Elf is one of the few modern Christmas movies to stand the test of time. Star Will Ferrell was just 37 when Jon Favreau’s comedy hit theaters in 2003. The film’s success, combined with a breakout role in Old School, minted the Saturday Night Live vet as a movie star (and Anchorman was just a year away).
Ferrell has gone on to do a tremendous amount of work in the last 21 years since Elf, both as an onscreen buffoon and an influential producer (his recent credits include Succession, The Menu, and May December). As showcased in his recent Netflix documentary Will & Harper, which documents his road trip with longtime friend Harper Steele shortly after Harper came out as transgender, he also seems like a genuinely nice guy.
So it’s heartwarming to see him pay respects to Elf, a movie that made him, years and years later in the most Will Ferrell way imaginable. At Sunday night’s Los Angeles Kings game, Ferrell rolled in with his family dressed as Buddy. He was very aware that the cameras would inevitably point his direction.
I choose to believe this is what the real Buddy the Elf looks like today.
Perhaps adding to Elf’s everlasting glow as a holiday-timed favorite is the fact that Ferrell never cranked out a sequel. Elf eventually got the Broadway musical treatment and Warner Bros. Animation premiered a stop-motion animated Buddy adventure on NBC in 2014, but there was never real momentum on an Elf 2, despite suggestions by those involved that a screenplay was written.

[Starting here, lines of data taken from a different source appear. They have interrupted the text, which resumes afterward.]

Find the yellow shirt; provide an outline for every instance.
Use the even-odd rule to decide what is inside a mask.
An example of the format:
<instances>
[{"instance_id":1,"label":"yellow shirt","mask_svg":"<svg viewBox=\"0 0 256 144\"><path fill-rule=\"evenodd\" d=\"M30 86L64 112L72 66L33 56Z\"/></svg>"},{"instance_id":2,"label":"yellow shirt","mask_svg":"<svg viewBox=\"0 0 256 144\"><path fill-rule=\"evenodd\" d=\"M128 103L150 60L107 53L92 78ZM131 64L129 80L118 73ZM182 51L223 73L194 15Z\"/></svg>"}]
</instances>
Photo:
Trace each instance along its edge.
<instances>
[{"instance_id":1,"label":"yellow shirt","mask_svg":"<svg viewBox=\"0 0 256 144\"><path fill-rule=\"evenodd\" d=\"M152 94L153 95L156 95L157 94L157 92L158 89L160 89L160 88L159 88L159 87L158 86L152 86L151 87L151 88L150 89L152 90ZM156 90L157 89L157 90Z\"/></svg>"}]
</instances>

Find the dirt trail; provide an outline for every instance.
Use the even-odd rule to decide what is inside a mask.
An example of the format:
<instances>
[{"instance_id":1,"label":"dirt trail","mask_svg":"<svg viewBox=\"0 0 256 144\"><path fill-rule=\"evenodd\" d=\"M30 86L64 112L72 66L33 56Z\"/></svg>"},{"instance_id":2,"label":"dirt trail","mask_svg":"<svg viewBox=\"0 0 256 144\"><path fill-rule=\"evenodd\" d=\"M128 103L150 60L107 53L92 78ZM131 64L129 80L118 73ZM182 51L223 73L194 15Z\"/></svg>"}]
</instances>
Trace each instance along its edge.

The late actor James Caan, who portrayed Buddy’s dad in the movie, has suggested that Ferrell and Favreau did not see eye to eye on the set of the original and the friction killed any hope of a sequel. But in an interview earlier this year, Ferrell says he just wasn’t happy with the script, which felt like a rehash.
“I would have had to promote the movie from an honest place,” he told The Hollywood Reporter, “which would’ve been, like, ‘Oh no, it’s not good. I just couldn’t turn down that much money.’ And I thought, ‘Can I actually say those words? I don’t think I can, so I guess I can’t do the movie.’”
So instead we have Ferrell occasionally turning up at live events in his Buddy costume, chugging beer and letting a cigarette dangle out of his mouth. Honestly, it might just be the best pitch for Elf 2 that anyone’s actually come up with.